Si applica l'art. 489, comma 2, c.p.p.

Il nuovo art. 629-bis c.p.p., a differenza del previgente 625-ter c.p.p., prevede espressamente che la Corte di appello debba provvedere ai sensi dell'art. 127 c.p.p. e, dunque, con le forme del procedimento in camera di consiglio.

Tale previsione sembra introdurre maggiori garanzie difensive rispetto al passato, ove non era espressamente previsto il richiamo all'art. 127 c.p.p.

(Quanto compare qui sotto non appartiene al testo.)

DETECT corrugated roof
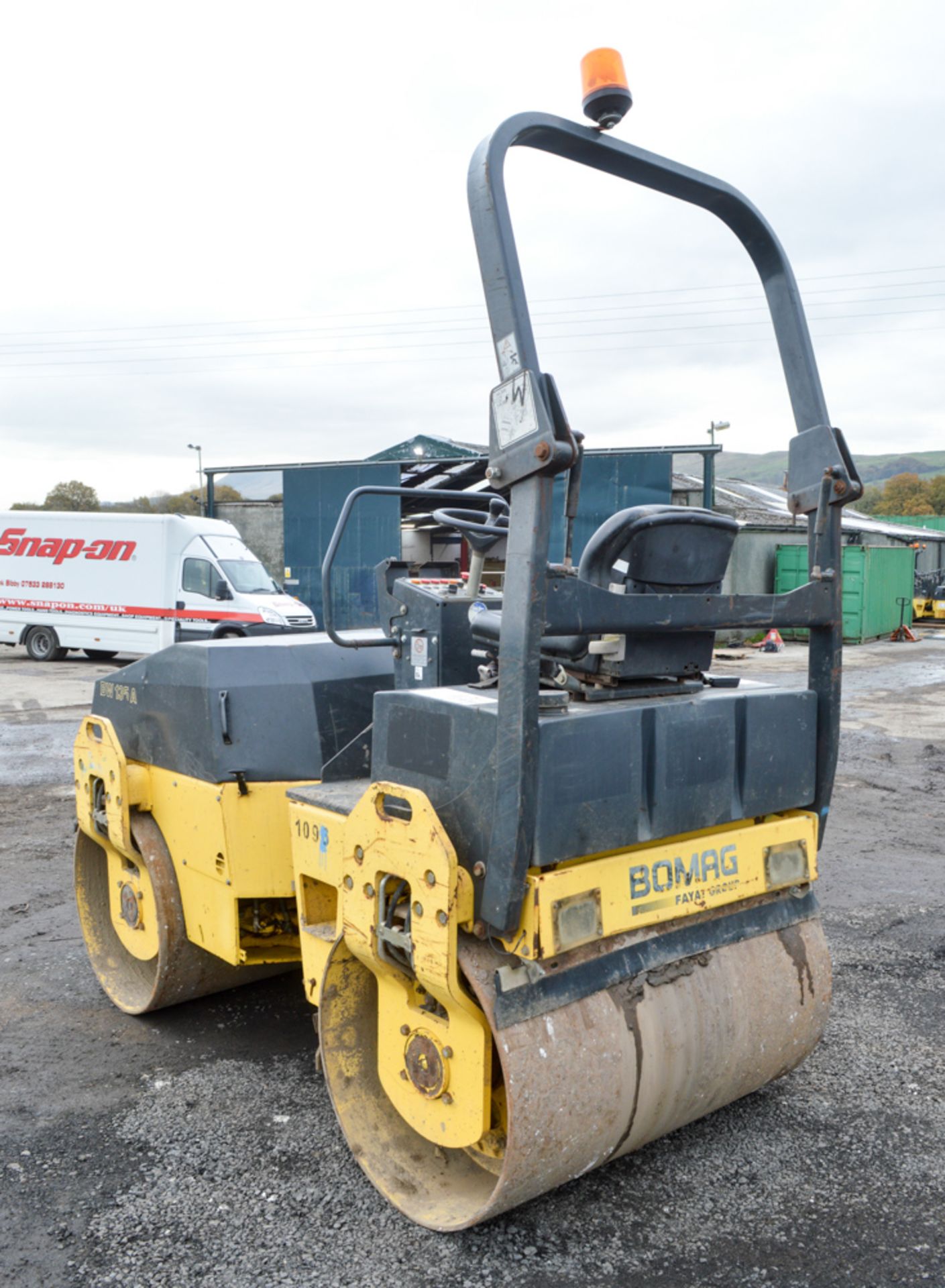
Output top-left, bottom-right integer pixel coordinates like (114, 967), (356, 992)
(672, 474), (945, 542)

Infatti le Sezioni unite della Cassazione, con sentenza del 17 luglio 2014 n. 36848, chiarirono che «sulla richiesta di rescissione del giudicato, di cui all'art. 625-ter c.p.p., la Corte di cassazione delibera secondo la procedura camerale non partecipata di cui all'art. 611 c.p.p.».

Il presupposto della rescissione del giudicato

L'istituto della rescissione del giudicato disciplinato dal nuovo art 629-bis c.p.p. si applica solo ai procedimenti penali nei quali sia stata dichiarata l'assenza dell'imputato a norma dell'art. 420-bis c.p.p., come modificato dalla legge 28 aprile 2014, n. 67.

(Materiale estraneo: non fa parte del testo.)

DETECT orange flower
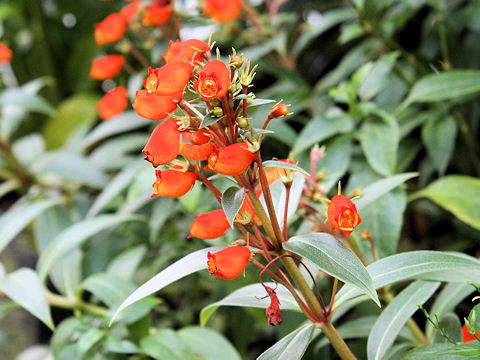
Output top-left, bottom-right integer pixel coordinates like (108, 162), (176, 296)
(142, 4), (172, 26)
(132, 90), (183, 120)
(207, 246), (251, 280)
(193, 60), (230, 101)
(462, 325), (480, 344)
(188, 209), (230, 240)
(179, 130), (213, 161)
(90, 55), (125, 80)
(120, 0), (140, 22)
(203, 0), (242, 22)
(205, 143), (255, 175)
(93, 13), (127, 45)
(151, 165), (197, 197)
(163, 39), (210, 65)
(327, 195), (362, 236)
(0, 43), (12, 64)
(142, 118), (180, 167)
(97, 86), (128, 120)
(143, 62), (193, 95)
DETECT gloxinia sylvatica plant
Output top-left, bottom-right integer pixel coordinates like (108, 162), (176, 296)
(109, 39), (379, 358)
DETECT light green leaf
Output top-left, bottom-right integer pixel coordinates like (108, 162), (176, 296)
(107, 245), (147, 280)
(405, 70), (480, 106)
(403, 344), (480, 360)
(262, 160), (310, 176)
(409, 175), (480, 230)
(222, 186), (245, 229)
(200, 283), (300, 326)
(355, 172), (418, 210)
(284, 233), (380, 306)
(291, 114), (354, 156)
(367, 280), (440, 360)
(177, 326), (241, 360)
(0, 198), (62, 252)
(110, 246), (225, 325)
(335, 250), (480, 308)
(257, 323), (315, 360)
(37, 215), (139, 281)
(422, 116), (457, 175)
(0, 268), (55, 330)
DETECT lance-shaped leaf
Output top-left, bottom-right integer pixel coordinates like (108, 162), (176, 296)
(222, 186), (245, 229)
(0, 268), (55, 330)
(110, 246), (225, 325)
(334, 251), (480, 308)
(284, 233), (380, 306)
(367, 280), (440, 360)
(257, 323), (315, 360)
(200, 283), (300, 326)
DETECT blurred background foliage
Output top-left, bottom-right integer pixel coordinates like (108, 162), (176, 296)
(0, 0), (480, 359)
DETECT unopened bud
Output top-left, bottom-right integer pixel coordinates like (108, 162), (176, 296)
(237, 116), (249, 129)
(230, 55), (243, 69)
(269, 104), (288, 118)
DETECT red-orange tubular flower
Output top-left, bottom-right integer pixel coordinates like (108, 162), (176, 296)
(93, 13), (127, 45)
(143, 62), (193, 95)
(0, 43), (12, 64)
(207, 246), (251, 280)
(163, 39), (210, 65)
(151, 165), (197, 197)
(142, 3), (172, 26)
(327, 195), (362, 236)
(97, 86), (128, 120)
(203, 0), (242, 22)
(142, 118), (180, 167)
(188, 209), (230, 240)
(193, 60), (230, 101)
(179, 130), (213, 161)
(462, 325), (480, 344)
(205, 143), (255, 175)
(132, 90), (183, 120)
(90, 55), (125, 80)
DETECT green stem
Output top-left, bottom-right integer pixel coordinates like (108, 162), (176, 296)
(318, 323), (356, 360)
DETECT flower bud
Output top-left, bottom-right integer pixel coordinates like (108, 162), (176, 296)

I presupposti affinché l'imputato o il sottoposto ad una misura di sicurezza possano richiedere la rescissione del giudicato sono essenzialmente due:

  1. sentenza di condanna passata in giudicato;
  2. assenza dell'imputato per tutta la durata del processo dovuta ad incolpevole mancata conoscenza della celebrazione del processo.

Si ritiene che sussista una mancata conoscenza incolpevole del processo nella ipotesi in cui l'imputato non abbia ricevuto notifica dell'avviso di fissazione dell'udienza preliminare o del decreto di citazione diretta a giudizio.

Si ritiene invece che sussista colpa evidente nella mancata conoscenza della celebrazione del processo, preclusiva al ricorso del rimedio previsto dall'art. 629-bis c.p.p., quando la persona sottoposta alle indagini, o imputata, dopo aver nominato un difensore di fiducia in un procedimento penale, non si attivi autonomamente per mantenere con lo stesso i contatti periodici per la conoscenza dello sviluppo di tale procedimento (Cass. pen., 1 aprile 2015, n. 15932).

Così come è specifico dovere deontologico del difensore il coinvolgimento dell'assistito nelle contingenti scelte nel procedimento e nella fase propriamente processuale (tra tutte, Cass. pen., Sez. unite, 22242/2011 Scibé; Cass. pen., Sez. VI, 6/2010; Cass. pen., Sez. VI,5332/2011, Cass. pen., Sez. VI, 5169/2014, Cass. pen., Sez.V, 24707/2010), è onere proprio dell'imputato (sorretto da ragioni di logica elementare) l'attivazione per il contatto con il difensore.

La richiesta di rescissione del giudicato va presentata entro trenta giorni dal momento dell'avvenuta conoscenza del procedimento.

Sul punto si evidenzia come il Legislatore preveda quale presupposto per il ricorso al rimedio previsto dall'art. 629-bis c.p.p. la mancata incolpevole conoscenza della celebrazione del processo, mentre la richiesta deve essere comunque presentata, a pena di inammissibilità, entro trenta giorni dall'avvenuta conoscenza del procedimento.

Il mantenimento di tale distinzione, anche nell'ambito della nuova formulazione normativa, potrebbe indurre ad incertezze interpretative dal momento che il processo e il procedimento hanno notoriamente differenti ambiti normativi.

Per quanto concerne la prova della mancata incolpevole conoscenza della celebrazione del processo,quindi dell'assenza incolpevole, si ritiene che sussista un onere probatorio in capo al richiedente il quale deve necessariamente allegare alla richiesta di rescissione del giudicato la documentazione a sostegno.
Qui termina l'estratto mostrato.